Apart from that, the focus on inflation continues. The features of inflation mentioned in the statement—“much above” comfort, generalized, sustained sequential momentum, suppressed nature of inflation for some commodities, possible effect of depreciating currency and that demand-side factors are responsible for food prices as well—clearly point towards more monetary tightening ahead.
Also, it was interesting to note that in contrast with earlier monetary policy statements, the “expected outcome” section only refers to containing inflation and inflationary expectations. In earlier statements, maintaining growth and financial stability were also mentioned in this section.
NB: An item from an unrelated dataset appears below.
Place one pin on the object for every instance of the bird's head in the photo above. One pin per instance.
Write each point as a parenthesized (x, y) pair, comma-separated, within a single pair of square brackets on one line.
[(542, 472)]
There is a reluctance to change the anti-inflationary policy stance “prematurely”, given that in 2010 such a move led to the re-emergence of inflationary pressures.
The slowdown in growth due to tightened monetary policy is more or less in line with RBI’s broad hypothesis that inflation can be brought down only by moderating near-term growth. So, it seems that the tolerance of RBI for a growth slowdown is higher and reversing the monetary stance might not be an option which will be considered any time soon. Even the global uncertainties, which some thought would be an excuse for a pause in September, do not seem to preoccupy RBI too much.
This could be interpreted as a somewhat different stance from the other Asian central bankers, who have preferred to “wait and watch”.
Although, to be fair, the statement’s forward-looking section on monetary policy stance does mention that implications of global developments will be closely watched.
The more difficult question now is whether interest rate hikes are at all making any dent on inflation or inflationary expectations. There is no doubt that India is suffering from an inflation problem, which has multiple sources. Unfortunately, at this point, the only policy lever being used to counter inflationary pressures is the interest rate. So, it is not unusual that we will have to use that instrument harder to generate the desired effect.
Also, we do not know the counterfactual of what would have happened to inflation if RBI had not hiked so aggressively.
We expect RBI to hike the policy rates by 25 basis points in October as well. If anything, the tone of the policy statement keeps the door open for further rate hikes after October.
Samiran Chakraborty is head of research (India) at Standard Chartered Bank.